CIO

Mandatory breach reporting leaves companies nowhere to hide as consumers threaten to walk

Unconvinced about companies’ privacy commitments, 70 percent of customers would cut ties with a company after a data breach

As fraud continues to surge during the holiday period, consumers are becoming less tolerant of companies’ inadequate data-protection practices, according to new survey findings that suggest 70 percent of consumers would stop doing business with a company following a data breach at that company.

Fully 69 percent of the more than 10,000 consumers surveyed in Gemalto’s Data Breaches and Customer Loyalty 2017 said they don’t believe businesses take the security of consumers’ data very seriously. Retailers were most at threat, with 61 percent of consumers saying they would leave a retailer after a data breach – comparable to the 59 percent the said same about banks and 58 percent, social-media companies.

The figures can only be worrying for companies that face growing scrutiny over their handling of consumers’ personally identifiable information (PII) in coming months. Not only are consumers becoming sensitised to large-scaled data breaches after mass breaches at organisations like Uber, Medicare and the Australian Broadcasting Corporation – but many are likely to be aware that upcoming Notifiable Data Breach (NDB) legislation will force Australian companies to come clean when they suffer a data breach.

Despite these pressures, many companies still aren’t updating essential security practices such as privileged-account management controls, which can track and limit employees’ use of sensitive PII.

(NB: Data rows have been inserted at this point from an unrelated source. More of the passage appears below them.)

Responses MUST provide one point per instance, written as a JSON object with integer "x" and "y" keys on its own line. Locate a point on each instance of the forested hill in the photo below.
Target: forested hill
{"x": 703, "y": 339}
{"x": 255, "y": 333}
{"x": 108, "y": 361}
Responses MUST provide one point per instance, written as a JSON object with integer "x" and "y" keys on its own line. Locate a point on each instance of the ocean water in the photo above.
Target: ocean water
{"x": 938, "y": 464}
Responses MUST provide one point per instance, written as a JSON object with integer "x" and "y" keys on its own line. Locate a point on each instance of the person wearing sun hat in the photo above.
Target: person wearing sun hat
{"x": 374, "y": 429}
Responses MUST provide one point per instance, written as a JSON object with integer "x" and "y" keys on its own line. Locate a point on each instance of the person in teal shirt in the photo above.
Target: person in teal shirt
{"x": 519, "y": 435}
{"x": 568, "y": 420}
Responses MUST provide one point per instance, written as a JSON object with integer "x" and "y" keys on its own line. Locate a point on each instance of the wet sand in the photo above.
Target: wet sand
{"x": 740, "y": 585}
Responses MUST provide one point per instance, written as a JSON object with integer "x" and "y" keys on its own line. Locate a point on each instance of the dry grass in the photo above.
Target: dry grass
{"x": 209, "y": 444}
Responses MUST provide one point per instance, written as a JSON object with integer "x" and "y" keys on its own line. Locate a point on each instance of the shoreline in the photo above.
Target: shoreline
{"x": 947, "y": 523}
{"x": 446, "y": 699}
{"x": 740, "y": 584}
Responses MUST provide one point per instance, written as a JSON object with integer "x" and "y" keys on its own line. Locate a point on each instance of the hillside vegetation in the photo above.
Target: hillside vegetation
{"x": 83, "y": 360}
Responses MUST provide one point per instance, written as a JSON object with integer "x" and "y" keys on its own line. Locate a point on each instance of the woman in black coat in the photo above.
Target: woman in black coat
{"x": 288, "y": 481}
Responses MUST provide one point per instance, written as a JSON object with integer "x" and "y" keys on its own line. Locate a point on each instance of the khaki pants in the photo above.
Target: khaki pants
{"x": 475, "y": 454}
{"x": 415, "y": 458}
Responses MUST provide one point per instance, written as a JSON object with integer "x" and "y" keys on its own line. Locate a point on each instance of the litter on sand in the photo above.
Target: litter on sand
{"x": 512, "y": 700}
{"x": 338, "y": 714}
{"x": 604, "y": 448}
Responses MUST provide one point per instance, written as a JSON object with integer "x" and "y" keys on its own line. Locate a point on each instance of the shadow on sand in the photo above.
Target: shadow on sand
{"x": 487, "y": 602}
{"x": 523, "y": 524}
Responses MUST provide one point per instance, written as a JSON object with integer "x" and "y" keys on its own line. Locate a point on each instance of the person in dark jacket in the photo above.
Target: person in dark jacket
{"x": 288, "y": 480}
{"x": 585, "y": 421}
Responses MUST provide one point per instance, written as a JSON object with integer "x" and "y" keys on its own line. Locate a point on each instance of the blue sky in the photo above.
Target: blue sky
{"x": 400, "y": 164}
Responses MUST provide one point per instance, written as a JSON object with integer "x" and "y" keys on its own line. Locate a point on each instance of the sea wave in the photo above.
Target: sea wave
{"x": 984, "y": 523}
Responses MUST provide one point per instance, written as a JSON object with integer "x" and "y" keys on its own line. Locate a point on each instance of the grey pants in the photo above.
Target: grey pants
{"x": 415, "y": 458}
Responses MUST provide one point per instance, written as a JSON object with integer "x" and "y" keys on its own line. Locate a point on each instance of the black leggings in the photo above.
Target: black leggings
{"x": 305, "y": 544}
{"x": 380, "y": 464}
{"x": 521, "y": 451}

Users are little better, according to the Gemalto figures: fully 41 percent of respondents said they do not use two-factor authentication to protect any of their social-media accounts, and 56 percent said they use the same password across all or some of their accounts.

This, despite findings that 67 percent of respondents are concerned that their PII will be stolen at some point – and that 17 percent have already been hit by fraudulent use of their PII. Yet the surveyed consumers believe companies bear two-thirds of the responsibility to protect user data – and 93 percent of consumers said they would, or would consider, taking legal action against a company that allowed their data to be breached.

There is little consolation if less-sensitive data is stolen: although two-third of Gemalto respondents said they would stop their custom of a company where financial and sensitive information were stolen, 51 percent said they would still do so where passwords were stolen – and 49 percent would leave even if only non-financial information was stolen.

Australian companies have already been warned about the potential hit on share price will have nowhere to hide once NDB provisions force them to expose incidents that could potentially open them to consumer action.

The Gemalto findings reinforce recent Centrify research that found companies with poor security exposure saw customer churn increase by 7 percent – and that a third of Australian consumers had cut their relationship with a company after a data breach.

With online shopping exacerbating security risks during the holiday season, the figures take on new currency in the wake of Jumio findings that fraud over the Black Friday-Cyber Monday period increased 182 percent from 2014 to 2016.

Cybercriminals are wasting no time in exploiting fake photos and IDs as they try to turn data breaches into fraud opportunities. Increasing targeting of consumers’ financial data is highlighting cybercriminals’ underlying efforts to monetise PII, and companies offering inadequate protections are doing little to limit that potential.

Poor protections also raise implications about the monetisation of personal information about consumers – a trend that has motivated both dark-web hackers and otherwise-legitimate businesses to straddle the line between privacy and exploitation.

Concerns about the integrity of data-collection schemes have led no less than United Nations special rapporteur Joe Cannataci to warn about the unfettered collection and monetisation of personal data, with a report delivered to the UN General Assembly warning of a vacuum in international law around online surveillance and privacy. Comment on that report is open through March, when an international conference will be held in Australia to discuss its preliminary conclusions.